The orchestration function that applies the correct boost, creates the variant card row, updates
`RefractorCardState`, and writes the audit record is:
```python
apply_tier_boost(
player_id: int,
team_id: int,
new_tier: int,
card_type: str, # 'batter', 'sp', or 'rp'
...injectable test stubs...
) -> dict # {'variant_created': int, 'boost_deltas': dict}
```
The `card-creation` repo does not contain boost application code. The `pd_cards/evo/` package
referenced in the original spec was not created; the boost logic was implemented directly in the
database API service layer.
## 5.4 Rarity Upgrade at T4
When a card completes T4, the card's rarity is upgraded by one tier (if below HoF):
- The `player.rarity_id` field is incremented by one step (e.g., Sta -> All)
- The card's base rating recalculation is skipped; only the T4 boost deltas are applied on top of the
accumulated evolved ratings
- The card cost field is NOT automatically recalculated (rarity upgrade is a gameplay reward, not
a market event; admin can manually adjust if needed)

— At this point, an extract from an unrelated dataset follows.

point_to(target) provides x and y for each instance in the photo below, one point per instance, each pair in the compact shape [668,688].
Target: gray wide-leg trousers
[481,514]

- The rarity change is recorded in `evolution_card_state.final_rarity_id` for audit purposes
- **HoF cards cannot upgrade further** — they receive the T4 boost deltas but no rarity change
**Live series interaction:** If a card's rarity changes due to a live series update (e.g.,
Reserve → All-Star after a hot streak), the evolution rarity upgrade stacks on top of the
*current* rarity at the time T4 completes. The evolution system does not track or care about
historical rarity — it simply increments whatever the current rarity is by one step.
## 5.5 Variant System Usage (Hash-Based)
The existing `battingcard.variant` and `pitchingcard.variant` fields (integer, UNIQUE with player)
are currently always 0. The evolution system uses variant to store evolved versions, with the
variant number derived from a **deterministic hash** of all inputs that affect the card:
```python
import hashlib
def compute_variant_hash(player_id: int, evolution_tier: int,
cosmetics: list[str] | None) -> int:
"""Compute a stable variant number from evolution + cosmetic state."""
inputs = {
"player_id": player_id,
"evolution_tier": evolution_tier,
"cosmetics": sorted(cosmetics or []),
}
raw = hashlib.sha256(str(inputs).encode()).hexdigest()
return int(raw[:8], 16) # 32-bit unsigned integer from first 8 hex chars
```
- `variant = 0`: Base card (standard, shared across all teams)
- `variant = <hash>`: Evolution/cosmetic-specific card with boosted ratings and custom image
**Key property: two teams with the same player_id, same evolution tier, and same cosmetics
produce the same variant hash.** This means they share the same ratings rows and the same
rendered S3 image — no duplication. If either team changes any input (buys a cosmetic), the
hash changes, creating a new variant.
Each tier completion or cosmetic change computes the new variant hash, checks if a `battingcard`
row with that variant exists (reuse if so), and creates one if not. The `card` table instance
points to its current variant via `card.variant`.
Evolved rating rows coexist with the base card in the same `battingcardratings`/`pitchingcardratings`
tables, keyed by `(battingcard_id, vs_hand)` where `battingcard_id` points to the variant row.
No new columns needed on the ratings table itself.
**Image storage:** Each variant's rendered card image URL is stored on `battingcard.image_url`
and `pitchingcard.image_url` (new nullable columns). The bot's display logic checks `card.variant`:
if set, look up the variant's `battingcard.image_url`; if null, fall back to `player.image`.
Images are rendered once via the existing Playwright pipeline (with cosmetic CSS applied) and
uploaded to S3 at a predictable path: `cards/cardset-{id}/player-{player_id}/v{variant}/battingcard.png`.
The 5-6 second render cost is paid once per variant creation, not on every display.